More like 1997, or even 1983, when the UK handed them back to China, or the earlier date, when they decided to prevent them from having British citizenship.

If everyone in Hong Kong had the right to emigrate to any British territory, China would have to be a lot lighter touched there, or there might be a mass exodus.

[–] [email protected] 5 points 8 months ago

There was a period in the early 2000's where China showed genuine signs it might open up and become somewhat democratic, giving its citizens greater rights and representation. Obviously they decided to revert to their authoritarian ways and brutally crack down on dissent to keep control over the people, but there was a time HK might've had a nice future under China.

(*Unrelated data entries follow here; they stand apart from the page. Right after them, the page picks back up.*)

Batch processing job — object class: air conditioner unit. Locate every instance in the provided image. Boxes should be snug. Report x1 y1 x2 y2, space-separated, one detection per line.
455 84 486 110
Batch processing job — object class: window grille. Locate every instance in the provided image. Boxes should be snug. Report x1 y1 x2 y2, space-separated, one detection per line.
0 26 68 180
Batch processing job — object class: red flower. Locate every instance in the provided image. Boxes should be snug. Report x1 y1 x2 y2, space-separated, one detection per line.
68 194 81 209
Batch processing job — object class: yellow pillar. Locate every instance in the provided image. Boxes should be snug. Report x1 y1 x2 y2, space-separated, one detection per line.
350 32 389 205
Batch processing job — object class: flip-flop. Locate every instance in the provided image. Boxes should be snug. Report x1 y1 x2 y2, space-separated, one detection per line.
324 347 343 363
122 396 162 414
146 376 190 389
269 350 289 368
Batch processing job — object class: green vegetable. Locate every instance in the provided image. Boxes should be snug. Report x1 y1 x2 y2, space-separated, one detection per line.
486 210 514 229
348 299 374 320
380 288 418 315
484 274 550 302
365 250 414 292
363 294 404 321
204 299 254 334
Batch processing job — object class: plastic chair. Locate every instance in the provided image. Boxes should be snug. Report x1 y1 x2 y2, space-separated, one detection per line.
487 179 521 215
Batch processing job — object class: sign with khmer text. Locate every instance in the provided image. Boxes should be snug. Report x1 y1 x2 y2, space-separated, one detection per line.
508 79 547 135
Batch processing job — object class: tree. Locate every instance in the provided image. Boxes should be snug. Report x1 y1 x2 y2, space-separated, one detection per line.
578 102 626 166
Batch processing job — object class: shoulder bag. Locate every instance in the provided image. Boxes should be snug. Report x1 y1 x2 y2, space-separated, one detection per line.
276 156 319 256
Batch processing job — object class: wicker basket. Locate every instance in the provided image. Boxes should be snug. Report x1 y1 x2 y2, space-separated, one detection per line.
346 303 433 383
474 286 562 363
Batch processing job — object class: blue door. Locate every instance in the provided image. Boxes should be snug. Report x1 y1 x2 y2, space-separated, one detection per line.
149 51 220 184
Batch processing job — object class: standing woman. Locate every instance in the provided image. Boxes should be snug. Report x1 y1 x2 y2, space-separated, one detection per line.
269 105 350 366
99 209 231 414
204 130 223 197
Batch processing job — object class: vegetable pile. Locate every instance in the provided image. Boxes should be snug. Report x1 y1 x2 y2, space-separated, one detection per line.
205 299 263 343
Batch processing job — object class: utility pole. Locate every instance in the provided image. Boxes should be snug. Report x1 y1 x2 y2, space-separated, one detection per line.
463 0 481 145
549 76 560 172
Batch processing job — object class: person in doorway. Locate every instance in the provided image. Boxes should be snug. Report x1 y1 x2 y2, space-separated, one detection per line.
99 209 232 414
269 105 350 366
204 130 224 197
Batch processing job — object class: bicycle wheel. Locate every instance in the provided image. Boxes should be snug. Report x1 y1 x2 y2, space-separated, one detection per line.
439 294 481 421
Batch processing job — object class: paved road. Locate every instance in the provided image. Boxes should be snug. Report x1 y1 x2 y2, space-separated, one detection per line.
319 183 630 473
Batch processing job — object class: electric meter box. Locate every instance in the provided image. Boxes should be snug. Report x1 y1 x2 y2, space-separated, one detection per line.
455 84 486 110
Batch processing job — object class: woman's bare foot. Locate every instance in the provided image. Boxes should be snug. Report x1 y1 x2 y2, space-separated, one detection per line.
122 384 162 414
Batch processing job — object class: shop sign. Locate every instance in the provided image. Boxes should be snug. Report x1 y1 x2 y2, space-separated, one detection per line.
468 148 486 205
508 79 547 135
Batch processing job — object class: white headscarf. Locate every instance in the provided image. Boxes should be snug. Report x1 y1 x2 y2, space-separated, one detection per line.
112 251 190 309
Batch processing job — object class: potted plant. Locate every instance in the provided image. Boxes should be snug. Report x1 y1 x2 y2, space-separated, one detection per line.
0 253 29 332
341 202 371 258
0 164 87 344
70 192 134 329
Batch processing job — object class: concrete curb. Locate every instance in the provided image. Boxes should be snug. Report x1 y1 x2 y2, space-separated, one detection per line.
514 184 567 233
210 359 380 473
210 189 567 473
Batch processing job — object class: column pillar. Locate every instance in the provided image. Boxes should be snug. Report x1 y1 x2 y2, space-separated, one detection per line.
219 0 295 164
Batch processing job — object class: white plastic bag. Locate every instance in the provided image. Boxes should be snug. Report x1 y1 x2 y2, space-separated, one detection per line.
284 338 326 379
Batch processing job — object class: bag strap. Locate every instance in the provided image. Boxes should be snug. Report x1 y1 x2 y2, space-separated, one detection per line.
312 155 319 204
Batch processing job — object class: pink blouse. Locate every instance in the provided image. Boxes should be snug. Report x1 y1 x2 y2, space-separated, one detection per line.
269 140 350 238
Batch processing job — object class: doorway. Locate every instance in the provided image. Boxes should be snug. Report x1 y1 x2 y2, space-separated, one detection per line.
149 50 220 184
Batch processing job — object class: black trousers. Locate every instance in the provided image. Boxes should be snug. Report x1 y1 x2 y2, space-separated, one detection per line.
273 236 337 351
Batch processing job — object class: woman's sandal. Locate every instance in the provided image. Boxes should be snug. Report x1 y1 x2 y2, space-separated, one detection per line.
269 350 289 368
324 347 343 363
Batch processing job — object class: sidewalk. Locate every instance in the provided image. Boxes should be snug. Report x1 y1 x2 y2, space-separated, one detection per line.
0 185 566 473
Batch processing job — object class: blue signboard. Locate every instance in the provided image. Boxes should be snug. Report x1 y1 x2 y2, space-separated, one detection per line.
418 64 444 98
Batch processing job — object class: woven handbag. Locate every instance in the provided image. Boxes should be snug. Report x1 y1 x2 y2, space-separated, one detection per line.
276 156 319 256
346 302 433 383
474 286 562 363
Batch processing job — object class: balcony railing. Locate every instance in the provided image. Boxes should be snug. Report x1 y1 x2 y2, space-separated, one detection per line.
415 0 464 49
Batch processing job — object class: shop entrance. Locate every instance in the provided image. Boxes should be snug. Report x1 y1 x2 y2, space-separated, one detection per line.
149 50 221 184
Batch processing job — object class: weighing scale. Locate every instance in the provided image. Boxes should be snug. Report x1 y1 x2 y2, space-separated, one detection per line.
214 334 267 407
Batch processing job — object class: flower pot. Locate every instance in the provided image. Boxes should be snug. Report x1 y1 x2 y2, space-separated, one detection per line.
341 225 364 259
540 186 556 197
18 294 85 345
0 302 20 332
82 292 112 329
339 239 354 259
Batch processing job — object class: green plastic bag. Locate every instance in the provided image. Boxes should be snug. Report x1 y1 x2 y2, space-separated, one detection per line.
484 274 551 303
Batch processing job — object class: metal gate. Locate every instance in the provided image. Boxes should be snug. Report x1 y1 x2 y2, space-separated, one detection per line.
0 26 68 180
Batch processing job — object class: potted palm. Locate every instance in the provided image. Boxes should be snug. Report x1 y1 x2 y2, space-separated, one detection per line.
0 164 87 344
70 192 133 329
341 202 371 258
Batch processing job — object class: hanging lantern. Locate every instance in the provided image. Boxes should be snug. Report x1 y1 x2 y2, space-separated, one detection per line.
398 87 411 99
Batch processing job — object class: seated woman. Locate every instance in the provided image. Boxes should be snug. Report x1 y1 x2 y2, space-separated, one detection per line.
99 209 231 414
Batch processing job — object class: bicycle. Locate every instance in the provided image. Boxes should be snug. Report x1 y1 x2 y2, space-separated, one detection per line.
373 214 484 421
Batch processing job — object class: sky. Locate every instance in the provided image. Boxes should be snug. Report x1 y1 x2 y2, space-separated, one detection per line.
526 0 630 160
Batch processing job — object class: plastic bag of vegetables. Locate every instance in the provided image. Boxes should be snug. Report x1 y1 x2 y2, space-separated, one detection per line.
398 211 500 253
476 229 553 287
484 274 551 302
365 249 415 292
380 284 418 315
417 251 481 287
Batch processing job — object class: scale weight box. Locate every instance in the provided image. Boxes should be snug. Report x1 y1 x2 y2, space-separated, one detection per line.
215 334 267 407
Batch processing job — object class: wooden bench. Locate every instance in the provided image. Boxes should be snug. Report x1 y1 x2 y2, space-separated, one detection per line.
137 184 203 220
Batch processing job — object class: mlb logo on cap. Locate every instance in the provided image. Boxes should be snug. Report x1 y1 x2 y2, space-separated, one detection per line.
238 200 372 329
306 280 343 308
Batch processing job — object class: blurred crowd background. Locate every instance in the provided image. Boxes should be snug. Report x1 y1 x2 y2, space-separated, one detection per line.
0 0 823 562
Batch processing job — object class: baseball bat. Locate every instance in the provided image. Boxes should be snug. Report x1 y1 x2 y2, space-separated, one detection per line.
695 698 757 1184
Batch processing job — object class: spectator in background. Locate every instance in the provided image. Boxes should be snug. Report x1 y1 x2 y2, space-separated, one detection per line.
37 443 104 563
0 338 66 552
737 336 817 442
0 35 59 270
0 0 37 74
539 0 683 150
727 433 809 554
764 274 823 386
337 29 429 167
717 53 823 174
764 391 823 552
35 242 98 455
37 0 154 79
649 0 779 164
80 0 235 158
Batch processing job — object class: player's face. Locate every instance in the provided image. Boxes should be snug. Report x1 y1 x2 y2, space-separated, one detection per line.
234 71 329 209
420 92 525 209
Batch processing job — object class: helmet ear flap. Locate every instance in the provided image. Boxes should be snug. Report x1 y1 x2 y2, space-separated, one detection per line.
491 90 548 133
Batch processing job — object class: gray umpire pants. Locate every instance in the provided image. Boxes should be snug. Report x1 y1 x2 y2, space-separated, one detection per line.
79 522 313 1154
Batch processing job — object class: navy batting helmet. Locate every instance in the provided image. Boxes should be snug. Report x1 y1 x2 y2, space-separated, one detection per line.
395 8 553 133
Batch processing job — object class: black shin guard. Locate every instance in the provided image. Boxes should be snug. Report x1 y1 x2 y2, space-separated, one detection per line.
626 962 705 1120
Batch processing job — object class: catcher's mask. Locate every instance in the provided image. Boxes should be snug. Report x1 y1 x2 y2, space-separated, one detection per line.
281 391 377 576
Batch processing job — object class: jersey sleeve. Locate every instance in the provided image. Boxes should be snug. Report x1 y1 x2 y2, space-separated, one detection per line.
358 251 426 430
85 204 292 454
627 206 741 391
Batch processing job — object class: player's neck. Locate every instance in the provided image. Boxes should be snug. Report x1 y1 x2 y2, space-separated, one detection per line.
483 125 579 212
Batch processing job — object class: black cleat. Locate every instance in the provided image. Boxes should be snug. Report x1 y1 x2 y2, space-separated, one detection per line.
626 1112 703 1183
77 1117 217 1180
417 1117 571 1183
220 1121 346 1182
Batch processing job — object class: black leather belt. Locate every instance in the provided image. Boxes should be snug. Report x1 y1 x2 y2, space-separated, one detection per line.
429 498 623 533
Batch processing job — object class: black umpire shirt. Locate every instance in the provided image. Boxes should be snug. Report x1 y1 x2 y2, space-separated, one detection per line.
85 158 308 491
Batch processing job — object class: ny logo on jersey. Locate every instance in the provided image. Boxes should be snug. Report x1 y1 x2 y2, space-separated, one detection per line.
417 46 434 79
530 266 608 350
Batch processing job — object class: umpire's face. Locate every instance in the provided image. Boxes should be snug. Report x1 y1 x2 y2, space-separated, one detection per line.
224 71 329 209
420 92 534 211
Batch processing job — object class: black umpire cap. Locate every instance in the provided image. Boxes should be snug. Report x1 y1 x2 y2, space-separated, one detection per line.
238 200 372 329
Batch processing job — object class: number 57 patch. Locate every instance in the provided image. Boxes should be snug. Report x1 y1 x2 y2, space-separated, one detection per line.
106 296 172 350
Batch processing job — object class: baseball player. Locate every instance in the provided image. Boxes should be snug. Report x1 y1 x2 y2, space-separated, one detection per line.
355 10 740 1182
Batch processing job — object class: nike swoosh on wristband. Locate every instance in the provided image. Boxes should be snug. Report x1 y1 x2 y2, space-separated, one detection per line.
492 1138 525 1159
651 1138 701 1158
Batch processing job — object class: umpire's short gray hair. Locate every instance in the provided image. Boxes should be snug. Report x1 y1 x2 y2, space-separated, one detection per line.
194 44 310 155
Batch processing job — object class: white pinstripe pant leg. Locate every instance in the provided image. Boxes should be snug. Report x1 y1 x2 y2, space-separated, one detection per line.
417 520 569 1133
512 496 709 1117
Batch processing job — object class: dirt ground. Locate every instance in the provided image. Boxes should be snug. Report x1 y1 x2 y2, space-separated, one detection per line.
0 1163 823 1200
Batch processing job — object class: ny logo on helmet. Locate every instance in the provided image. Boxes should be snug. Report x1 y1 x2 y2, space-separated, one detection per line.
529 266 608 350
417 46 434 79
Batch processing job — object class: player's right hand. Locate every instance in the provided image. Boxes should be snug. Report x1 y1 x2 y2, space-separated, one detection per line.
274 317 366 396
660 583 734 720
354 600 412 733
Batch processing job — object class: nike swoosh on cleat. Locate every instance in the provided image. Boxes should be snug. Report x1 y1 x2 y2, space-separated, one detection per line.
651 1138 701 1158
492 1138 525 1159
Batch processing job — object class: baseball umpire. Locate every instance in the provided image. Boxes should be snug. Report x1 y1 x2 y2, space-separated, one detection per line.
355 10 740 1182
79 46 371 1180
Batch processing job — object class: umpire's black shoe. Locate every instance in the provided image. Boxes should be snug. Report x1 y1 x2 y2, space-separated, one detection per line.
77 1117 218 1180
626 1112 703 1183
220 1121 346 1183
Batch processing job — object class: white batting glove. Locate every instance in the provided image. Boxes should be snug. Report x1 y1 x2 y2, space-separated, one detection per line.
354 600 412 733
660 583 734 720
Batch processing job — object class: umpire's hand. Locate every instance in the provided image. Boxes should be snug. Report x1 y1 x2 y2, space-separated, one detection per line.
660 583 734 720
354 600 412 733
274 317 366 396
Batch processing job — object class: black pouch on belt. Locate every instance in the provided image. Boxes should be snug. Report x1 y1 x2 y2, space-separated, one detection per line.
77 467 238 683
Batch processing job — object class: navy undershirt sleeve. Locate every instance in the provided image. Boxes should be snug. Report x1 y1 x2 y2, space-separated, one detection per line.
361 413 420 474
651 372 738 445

[–] [email protected] 8 points 8 months ago

If Trump won another term, Taiwan will suffer the same fate for sure.

[–] [email protected] 4 points 8 months ago

This is the best summary I could come up with:


This one will target espionage, treason, and foreign political interference, and those found guilty of violating some of its tenets could be sentenced to life imprisonment.

It is, as Human Rights Watch put it, “Beijing’s latest effort to transform Hong Kong from a free society to an oppressed one where people live in fear.”

It wasn’t until nearly six years after the 1997 handover that Hong Kong’s government, with more than a little nudging from Beijing, made a serious effort to pass a law that would fulfill Article 23.

That alarmed pro-democracy groups in Hong Kong, where hundreds of thousands of people from China had found refuge following the Chinese Communist Party’s takeover of the mainland in 1949, as well as the city’s vibrant Christian churches, which feared being forced out of existence.

They were angry about the Article 23 legislation, about the way their government had mismanaged the SARS outbreak earlier that year, and about the dwindling opportunities for good jobs and decent housing.

Legislation was introduced to bring “moral and national education” to Hong Kong’s curriculum, code for Beijing’s view of history, and what limited representation existed in the city’s legislature was further constrained.